Friday, January 27, 2006
General Motors Corporation (GM) has posted its first annual loss since 1992. GM reported losing US$4.8 billion in the fourth quarter of 2005 and a total loss of $8.6 billion for the entire year.
GM admitted Thursday night that the loss could swell further as it pays pensions and healthcare costs to thousands of former workers. GM warned that the amount calculated for last year is preliminary and could rise before it is officially reported to the US securities and exchanges commission in March.

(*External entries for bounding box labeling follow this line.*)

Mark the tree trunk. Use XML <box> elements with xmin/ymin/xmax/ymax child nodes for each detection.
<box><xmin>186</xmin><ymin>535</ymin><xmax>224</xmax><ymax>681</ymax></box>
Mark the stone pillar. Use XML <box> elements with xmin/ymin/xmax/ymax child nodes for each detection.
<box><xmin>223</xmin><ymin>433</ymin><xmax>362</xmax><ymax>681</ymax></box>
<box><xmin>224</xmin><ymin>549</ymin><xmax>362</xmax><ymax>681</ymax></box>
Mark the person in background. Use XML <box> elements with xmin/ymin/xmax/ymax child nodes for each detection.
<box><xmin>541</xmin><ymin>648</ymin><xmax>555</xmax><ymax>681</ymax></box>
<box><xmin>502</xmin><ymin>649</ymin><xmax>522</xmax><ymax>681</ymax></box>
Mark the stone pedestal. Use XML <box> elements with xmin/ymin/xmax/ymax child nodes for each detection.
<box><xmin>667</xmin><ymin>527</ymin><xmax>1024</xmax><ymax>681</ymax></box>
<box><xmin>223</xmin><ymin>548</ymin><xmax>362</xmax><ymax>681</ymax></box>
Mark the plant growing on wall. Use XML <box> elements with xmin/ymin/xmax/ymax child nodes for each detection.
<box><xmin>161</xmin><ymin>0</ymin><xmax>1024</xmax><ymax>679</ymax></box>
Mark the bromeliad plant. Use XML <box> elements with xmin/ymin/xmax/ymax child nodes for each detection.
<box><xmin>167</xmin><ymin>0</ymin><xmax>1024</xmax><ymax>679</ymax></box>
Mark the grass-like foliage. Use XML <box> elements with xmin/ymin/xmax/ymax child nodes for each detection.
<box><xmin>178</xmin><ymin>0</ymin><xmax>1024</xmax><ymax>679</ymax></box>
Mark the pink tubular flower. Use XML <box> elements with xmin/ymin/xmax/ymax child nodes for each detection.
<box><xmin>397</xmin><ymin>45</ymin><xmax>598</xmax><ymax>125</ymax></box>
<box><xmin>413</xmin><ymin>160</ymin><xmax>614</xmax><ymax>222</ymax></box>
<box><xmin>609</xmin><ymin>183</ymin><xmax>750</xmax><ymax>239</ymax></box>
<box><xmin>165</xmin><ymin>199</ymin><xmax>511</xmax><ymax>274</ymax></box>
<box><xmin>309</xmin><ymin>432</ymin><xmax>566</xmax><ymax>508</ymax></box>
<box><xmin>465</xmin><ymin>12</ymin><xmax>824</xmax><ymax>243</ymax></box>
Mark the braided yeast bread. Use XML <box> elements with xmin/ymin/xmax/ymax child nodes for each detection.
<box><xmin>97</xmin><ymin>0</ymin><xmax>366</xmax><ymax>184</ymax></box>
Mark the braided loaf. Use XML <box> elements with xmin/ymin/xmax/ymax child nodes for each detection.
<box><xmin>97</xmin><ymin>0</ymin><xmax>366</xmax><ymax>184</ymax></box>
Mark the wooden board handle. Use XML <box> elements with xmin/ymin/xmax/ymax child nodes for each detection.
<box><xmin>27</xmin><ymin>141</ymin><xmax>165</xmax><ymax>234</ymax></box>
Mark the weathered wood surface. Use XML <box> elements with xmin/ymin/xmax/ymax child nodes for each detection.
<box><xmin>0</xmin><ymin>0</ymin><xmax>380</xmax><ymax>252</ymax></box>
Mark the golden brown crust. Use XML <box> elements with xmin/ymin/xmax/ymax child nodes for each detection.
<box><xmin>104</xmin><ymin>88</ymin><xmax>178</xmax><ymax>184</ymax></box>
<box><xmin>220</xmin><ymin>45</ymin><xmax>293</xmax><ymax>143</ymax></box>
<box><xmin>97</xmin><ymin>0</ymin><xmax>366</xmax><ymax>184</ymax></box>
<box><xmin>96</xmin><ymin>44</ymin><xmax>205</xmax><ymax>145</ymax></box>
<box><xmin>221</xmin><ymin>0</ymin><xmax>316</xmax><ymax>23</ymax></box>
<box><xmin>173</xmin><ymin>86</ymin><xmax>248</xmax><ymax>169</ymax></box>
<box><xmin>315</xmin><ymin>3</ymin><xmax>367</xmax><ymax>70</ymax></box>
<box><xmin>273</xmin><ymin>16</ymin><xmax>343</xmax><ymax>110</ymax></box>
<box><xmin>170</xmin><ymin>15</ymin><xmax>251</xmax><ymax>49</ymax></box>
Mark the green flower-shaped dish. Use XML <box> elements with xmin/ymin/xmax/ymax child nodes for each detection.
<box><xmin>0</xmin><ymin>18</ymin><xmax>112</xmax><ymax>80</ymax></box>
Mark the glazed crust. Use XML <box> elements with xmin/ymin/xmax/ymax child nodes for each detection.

The loss was far greater than analysts predicted. Ford, the second of the big three American car manufacturers, beat predictions earlier in the week. In contrast, Toyota is expected to report that it will beat last year’s profit of $11 billion.
GM’s automotive division lost $1.5 billion in the fourth quarter, driven by losses in North America. This has been attributed to GM’s shrinking market share, which has been taken by Japanese manufacturers Toyota and Nissan.
A further $1.3 billion was lost in restructuring charges. As part of the restructure, GM plans to cut 30,000 jobs and close 12 facilities by 2008.
An aide for Kirk Kerkorian, GMs largest individual investor (at 9.9%), has called on the company to halve its $1.1 billion annual dividend, cut executive pay and sell Saab.